The status quo phone tag method takes days or weeks and many phone calls before a veteran can get scheduled.

I know many veterans who are watching this can relate.

According to VA’s website, Well Hive enables staff to schedule appointments in under six minutes.

The medical center employees have given it rave reviews during the Committee staff’s oversight visits.

It seems to be working.

Yet we continue to see VA make confusing decisions that hold the project back.

Early on, there were caps on how many schedulers at each medical center could use Well Hive.

More recently, the company has complained that its efforts to sign up new health care providers are restricted.

Now, VA tells us the Well Hive system will be turned off in four medical centers where it was already implemented, and the planned rollout in fiscal year 2025 will be dramatically scaled back.

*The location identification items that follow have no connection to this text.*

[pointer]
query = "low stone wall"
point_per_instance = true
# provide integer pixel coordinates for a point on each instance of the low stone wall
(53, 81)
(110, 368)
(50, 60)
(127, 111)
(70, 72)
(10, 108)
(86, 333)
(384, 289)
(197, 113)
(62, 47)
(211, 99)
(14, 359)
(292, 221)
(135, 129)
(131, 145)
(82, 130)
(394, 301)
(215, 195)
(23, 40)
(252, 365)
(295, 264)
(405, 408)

I am well aware of the VHA budget shortfall.

I think the House made the right decision yesterday to get a complete explanation of the shortfall rather than hand over a $12 billion supplemental appropriation right away.

I have no doubt that Congress will get to the bottom of the situation and prevent any veteran’s care from being disrupted.

That being said, it would be incredibly shortsighted to cause lasting damage to this project with budget cuts that will quickly disappear everywhere else.

I have serious concerns that the current leaders of the Department of Veterans Affairs might be intentionally undermining this project—and making veterans’ health care slower and more difficult—out of a political hostility to community care.

I hope that is not case.

Today we are going to dig into these decisions and the thinking behind them.

Because veterans’ appointment scheduling is too important, and the status quo is too broken, to let any of the projects we are discussing today slip into failure or neglect.

With that, I yield to Ranking Member Cherfilus-McCormick for her opening statement.